恐るべき2歳児/さるさる日記のWeb日記

 昨日は、さて日記を書こう、とエディタを広げたまではよかったが、眠くなってしまい、かけずじまいだった。そんな日もある。今日、起きてみるとなんだか身体がだるい。妻も同じ症状。変な天気のせいか。一日中、でれでれとして過ごす。

 妻によると、「恐るべき2歳児」という言葉があるそうだ。自我が芽生えてきて、言葉もわかりかけてくる。そうすると、なんでも「自分でやる」と主張し、自分ができないものは「あなたがやれ」と命令する。そして、自分が嫌なものは「いやいやいや」と叫ぶ。

 言葉がわかる、とはいっても、まだ時間の感覚があやふやだから、約束ができない。「これは明日やろうね」といっても、「明日」がよくわからないので「いやいやいや」ということになる。

 歯を磨かせるために、ジュースを好子(ごほうび)として使う。「ジュースを飲んだら歯を磨こうね」という約束をさせるのだが、これは失敗する。約束の概念がまだないので、ジュースを飲んでも歯を磨かせようとしない。歯を磨いた「直後」に好子(ジュース)を与えることが必要なのだが、そうすると歯を磨いた意味がなくなってしまう。ジュースに代わる好子を見つけださねばならない。行動分析学に基づくしつけはけっして機械的な訓練ではなく、創造性を発揮しなければならない仕事だということがよくわかる。

 最近、「さるさる日記」というサービスサイトで書かれているWeb日記に注目している。このサイトは日記を書くことに特化したサービスで、システムがシンプルで書きやすい。その中で書かれているWeb日記は「プライベートな日記」をそのまま転送したような日記が多い。

 日記猿人に登録しているWeb日記は、「日記猿人というある種のコミュニティに属しているような感覚」と「それに基づいて、他者が書いた日記内容への言及や日記書き行動への言及」があることが特徴だ。これはさるさる日記に登録しているWeb日記にはほとんど見られない特徴だ。さるさる日記で書いて日記猿人に登録している日記もあるけれども、例外的だ。むしろこの場合、日記猿人でのWeb日記として分類されるべきだろう。

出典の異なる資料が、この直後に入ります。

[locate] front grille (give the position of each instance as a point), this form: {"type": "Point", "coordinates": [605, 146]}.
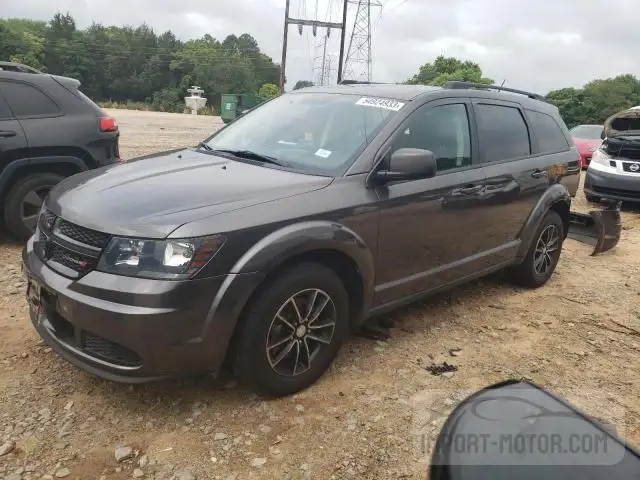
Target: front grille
{"type": "Point", "coordinates": [631, 167]}
{"type": "Point", "coordinates": [75, 261]}
{"type": "Point", "coordinates": [617, 192]}
{"type": "Point", "coordinates": [82, 234]}
{"type": "Point", "coordinates": [70, 249]}
{"type": "Point", "coordinates": [109, 351]}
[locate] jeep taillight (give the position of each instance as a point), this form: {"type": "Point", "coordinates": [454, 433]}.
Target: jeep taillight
{"type": "Point", "coordinates": [108, 124]}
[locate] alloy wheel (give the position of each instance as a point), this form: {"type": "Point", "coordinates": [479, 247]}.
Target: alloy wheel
{"type": "Point", "coordinates": [303, 325]}
{"type": "Point", "coordinates": [548, 243]}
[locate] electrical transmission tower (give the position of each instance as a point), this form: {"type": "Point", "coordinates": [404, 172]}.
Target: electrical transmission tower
{"type": "Point", "coordinates": [358, 61]}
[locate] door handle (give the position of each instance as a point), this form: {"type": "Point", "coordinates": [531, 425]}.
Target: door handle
{"type": "Point", "coordinates": [470, 189]}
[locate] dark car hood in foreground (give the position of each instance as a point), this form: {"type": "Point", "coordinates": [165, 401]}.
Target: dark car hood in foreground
{"type": "Point", "coordinates": [151, 197]}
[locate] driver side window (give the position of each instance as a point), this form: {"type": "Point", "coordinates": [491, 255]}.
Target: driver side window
{"type": "Point", "coordinates": [444, 130]}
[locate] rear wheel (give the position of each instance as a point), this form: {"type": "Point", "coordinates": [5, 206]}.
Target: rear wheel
{"type": "Point", "coordinates": [24, 201]}
{"type": "Point", "coordinates": [543, 255]}
{"type": "Point", "coordinates": [293, 330]}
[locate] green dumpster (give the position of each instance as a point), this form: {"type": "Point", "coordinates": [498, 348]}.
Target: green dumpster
{"type": "Point", "coordinates": [229, 107]}
{"type": "Point", "coordinates": [234, 105]}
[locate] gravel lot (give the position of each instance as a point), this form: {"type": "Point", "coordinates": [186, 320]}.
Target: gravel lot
{"type": "Point", "coordinates": [366, 417]}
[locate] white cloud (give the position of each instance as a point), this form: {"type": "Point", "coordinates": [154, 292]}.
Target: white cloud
{"type": "Point", "coordinates": [552, 45]}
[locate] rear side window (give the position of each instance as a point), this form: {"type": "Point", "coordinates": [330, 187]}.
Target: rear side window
{"type": "Point", "coordinates": [503, 133]}
{"type": "Point", "coordinates": [28, 101]}
{"type": "Point", "coordinates": [548, 133]}
{"type": "Point", "coordinates": [5, 113]}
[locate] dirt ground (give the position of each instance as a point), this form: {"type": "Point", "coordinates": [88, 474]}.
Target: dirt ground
{"type": "Point", "coordinates": [366, 417]}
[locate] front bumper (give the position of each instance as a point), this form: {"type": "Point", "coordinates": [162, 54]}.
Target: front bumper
{"type": "Point", "coordinates": [613, 186]}
{"type": "Point", "coordinates": [135, 330]}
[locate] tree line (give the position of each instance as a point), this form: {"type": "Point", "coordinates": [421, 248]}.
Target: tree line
{"type": "Point", "coordinates": [124, 64]}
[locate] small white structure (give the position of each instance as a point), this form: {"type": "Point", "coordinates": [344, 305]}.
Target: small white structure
{"type": "Point", "coordinates": [195, 101]}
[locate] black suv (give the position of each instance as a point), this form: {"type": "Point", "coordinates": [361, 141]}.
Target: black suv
{"type": "Point", "coordinates": [49, 130]}
{"type": "Point", "coordinates": [270, 241]}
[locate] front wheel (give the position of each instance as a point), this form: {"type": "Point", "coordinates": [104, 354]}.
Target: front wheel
{"type": "Point", "coordinates": [543, 255]}
{"type": "Point", "coordinates": [293, 330]}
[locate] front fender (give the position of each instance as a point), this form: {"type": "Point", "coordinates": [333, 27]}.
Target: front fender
{"type": "Point", "coordinates": [273, 250]}
{"type": "Point", "coordinates": [553, 195]}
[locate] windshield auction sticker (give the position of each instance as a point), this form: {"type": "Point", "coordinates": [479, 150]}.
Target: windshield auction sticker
{"type": "Point", "coordinates": [384, 103]}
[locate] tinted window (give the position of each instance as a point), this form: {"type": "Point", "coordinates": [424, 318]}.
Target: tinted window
{"type": "Point", "coordinates": [588, 132]}
{"type": "Point", "coordinates": [4, 109]}
{"type": "Point", "coordinates": [550, 137]}
{"type": "Point", "coordinates": [444, 130]}
{"type": "Point", "coordinates": [27, 101]}
{"type": "Point", "coordinates": [503, 133]}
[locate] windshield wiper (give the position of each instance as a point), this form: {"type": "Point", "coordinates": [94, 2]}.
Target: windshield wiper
{"type": "Point", "coordinates": [205, 146]}
{"type": "Point", "coordinates": [253, 156]}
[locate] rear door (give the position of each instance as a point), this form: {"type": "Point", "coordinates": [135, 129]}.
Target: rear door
{"type": "Point", "coordinates": [517, 173]}
{"type": "Point", "coordinates": [12, 136]}
{"type": "Point", "coordinates": [428, 231]}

 さるさる日記の日記をいくつか読んでみると、読者への意識や配慮は弱い。また、他の日記に対する言及はほとんど見られない。また、自分の日記ページに対するデザイン的なこだわりも少ない。これは背景やテキストの色を変えたり、背景に画像を貼ったりすることはできるものの、基本的にはテキストだけの勝負になっているせいだ。文章のスタイルは、改行文体(適度なところで改行をする)がほとんどである。

 日記猿人の日記にどっぷりつかってしまっている私にとって、さるさる日記の日記を読むことは新鮮だった。日記猿人では、明示的にも暗示的にも他者の日記内容に対する言及がよくある。暗示的であれば、「この文章はいったい誰のことを言っているのかな?」というような想像を否応なくめぐらせてしまう。トラブルが起これば、それはいっそう活発になる。ある人が提示したトピックをめぐってさまざまな意見が交わされることも日常的なことだ。それが日記猿人の日記の特徴だ。しかし、そうでない種類のWeb日記もある。

 淡々と毎日をつづる日記。うれしいことやむかついたことは起こるけれども、それは私の全く知らない人の日常のひとつとして起こる。私はその詳しい事情や背景を知らないし、日記作者もそれを詳しく説明しようとはしない。詳しく説明されれば、共感や反感が生まれるかもしれないが、そこまではいかない。読者への意識が薄いところで書かれているからだ。一方、読者も読み手としての意識は薄い。喫茶店で偶然となりの席に座った人の世間話を聞くような感覚に近い。

 そういう日記を読んでいると、またもうひとつ別のWeb日記のスタイルがあることを再確認する。